Six siècles plus tard, les données historiques dont on dispose, la durée de vie tragiquement écourtée de Jeanne d’Arc, ne permettent pas raisonnablement de poser un diagnostic sur une éventuelle maladie mentale de l’héroïne, libératrice d’Orléans. Néanmoins, dans l’étude du destin hors du commun de Jeanne, il n’est pas rationnel de faire l’impasse sur l’analyse de ses hallucinations et de déclarer pudiquement qu’à l’époque médiévale c’était un fait social fréquent voire anodin. Il n’est pas satisfaisant de négliger l’étude de sa personnalité atypique et déviante et s’en tenir uniquement à des panégyriques exagérés, à une glorification ridicule ou à des poncifs histrioniques.

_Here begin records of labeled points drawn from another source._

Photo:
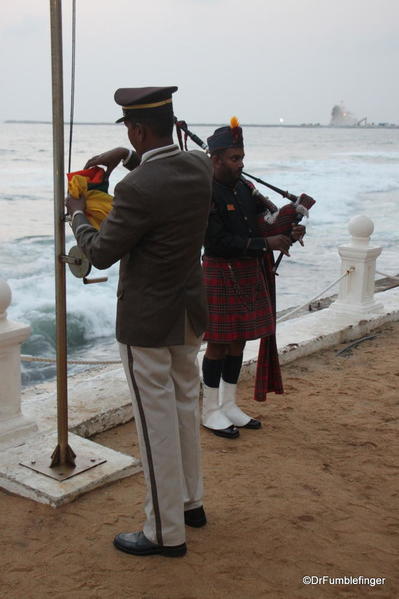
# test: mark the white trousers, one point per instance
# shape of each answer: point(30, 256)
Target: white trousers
point(164, 384)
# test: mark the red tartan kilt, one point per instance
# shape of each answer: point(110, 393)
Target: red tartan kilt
point(239, 302)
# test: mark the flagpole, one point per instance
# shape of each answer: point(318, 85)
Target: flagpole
point(62, 454)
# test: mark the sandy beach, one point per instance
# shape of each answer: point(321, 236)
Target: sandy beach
point(315, 492)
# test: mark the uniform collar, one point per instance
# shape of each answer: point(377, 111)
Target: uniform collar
point(158, 153)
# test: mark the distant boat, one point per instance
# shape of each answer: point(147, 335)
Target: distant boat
point(340, 117)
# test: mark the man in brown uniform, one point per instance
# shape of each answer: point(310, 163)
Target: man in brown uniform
point(156, 229)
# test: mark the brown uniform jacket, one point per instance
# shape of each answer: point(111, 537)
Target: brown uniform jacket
point(156, 229)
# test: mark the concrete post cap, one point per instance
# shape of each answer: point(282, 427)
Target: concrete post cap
point(361, 226)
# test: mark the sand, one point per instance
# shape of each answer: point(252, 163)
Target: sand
point(313, 493)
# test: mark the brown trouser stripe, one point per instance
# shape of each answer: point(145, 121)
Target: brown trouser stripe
point(154, 492)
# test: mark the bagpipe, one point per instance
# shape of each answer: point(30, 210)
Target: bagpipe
point(274, 221)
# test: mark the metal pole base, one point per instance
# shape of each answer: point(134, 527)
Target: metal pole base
point(63, 471)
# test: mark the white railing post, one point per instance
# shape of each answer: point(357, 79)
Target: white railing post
point(14, 427)
point(356, 291)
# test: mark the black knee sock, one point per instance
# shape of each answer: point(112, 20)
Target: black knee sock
point(211, 371)
point(231, 368)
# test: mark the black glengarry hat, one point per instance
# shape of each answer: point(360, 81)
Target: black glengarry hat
point(145, 101)
point(226, 137)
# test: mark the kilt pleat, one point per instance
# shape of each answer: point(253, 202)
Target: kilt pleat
point(239, 303)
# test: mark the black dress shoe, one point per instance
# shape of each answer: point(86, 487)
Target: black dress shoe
point(137, 543)
point(231, 432)
point(252, 424)
point(195, 517)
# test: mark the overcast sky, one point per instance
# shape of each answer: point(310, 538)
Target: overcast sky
point(262, 60)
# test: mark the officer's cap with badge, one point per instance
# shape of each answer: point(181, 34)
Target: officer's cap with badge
point(226, 137)
point(145, 102)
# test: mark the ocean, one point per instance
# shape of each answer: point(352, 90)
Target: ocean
point(347, 171)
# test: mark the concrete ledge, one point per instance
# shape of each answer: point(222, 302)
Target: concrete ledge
point(23, 481)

Les historiens choisissent de négliger l’aspect psychopathologique de notre icône
Voltaire a lestement exagéré en écrivant, dans le chant premier de « La pucelle d’Orléans », que « le plus grand de ses rares travaux fut de garder un an son pucelage ». Le parcours exalté de Jeanne d’Arc lui a construit un destin d’exception. Selon les époques, ce personnage emblématique et son histoire ont été réinterprétés, voire récupérés et instrumentalisés. Tour à tour Jeanne est le symbole de l’unité nationale, de la République, des partisans royalistes et catholiques au début du XIXe siècle. Vichy se l’appropria pour représenter une France patriotique et anti-anglaise avant de l’abandonner pour renvoyer les femmes à la maison.

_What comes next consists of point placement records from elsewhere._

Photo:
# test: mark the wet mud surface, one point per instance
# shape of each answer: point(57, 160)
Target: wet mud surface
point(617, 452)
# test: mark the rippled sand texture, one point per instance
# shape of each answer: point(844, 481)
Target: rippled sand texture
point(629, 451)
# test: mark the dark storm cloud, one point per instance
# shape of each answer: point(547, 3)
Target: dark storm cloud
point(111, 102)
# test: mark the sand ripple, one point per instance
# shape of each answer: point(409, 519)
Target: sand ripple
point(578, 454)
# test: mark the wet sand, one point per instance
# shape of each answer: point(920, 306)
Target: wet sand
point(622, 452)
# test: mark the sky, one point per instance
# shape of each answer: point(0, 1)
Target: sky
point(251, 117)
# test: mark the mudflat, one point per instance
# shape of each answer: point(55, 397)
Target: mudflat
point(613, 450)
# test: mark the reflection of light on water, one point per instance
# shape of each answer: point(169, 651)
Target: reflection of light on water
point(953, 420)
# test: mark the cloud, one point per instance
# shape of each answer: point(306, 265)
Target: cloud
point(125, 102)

Charles de Gaulle, invité fêtes johanniques, Claire Deschamps Jeanne d’Arc 1959 et Roger Secrétain, maire d’Orléans © DR
Elle devint ensuite l’incarnation de la résistance. De nos jours, les partis politiques nationalistes en font leur égérie. Jamais il n’est dit que cette jeune femme pouvait souffrir de graves symptômes de la lignée psychiatrique. Mal à l’aise, les historiens choisissent de négliger l’aspect psychopathologique de notre icône nationale. Pour les catholiques, la réhabilitation de juillet 1456 avait déjà racheté leur inquisitoriale immolation du 30 mai 1431. Afin de recycler les éléments irrationnels et importuns de la Pucelle d’Orléans, l’Eglise a ingénieusement opté pour le long processus de canonisation. Dès 1869, Mgr Dupanloup, évêque d’Orléans, a enclenché le mécanisme de sainteté qui a abouti le 16 mai 1920. Par cette canonisation, après l’avoir, six siècles plus tôt, déclarée hérétique et relapse puis fait brûler vive, la hiérarchie épiscopale transformait les déconcertants et effarants phénomènes, peut-être pathologiques, décrits par la prophétesse, en manifestations miraculeuses d’une merveilleuse sainte, messagère de dieu, miracles indispensables à la canonisation…
Hier, une guerrière dévote hallucinée avait pour cri de ralliement : « De par le Roy du ciel », ses voix justifiant un fanatisme sans faille, et le fanatisme, peu importe la cause, se mue inexorablement en héroïsme lorsqu’il triomphe.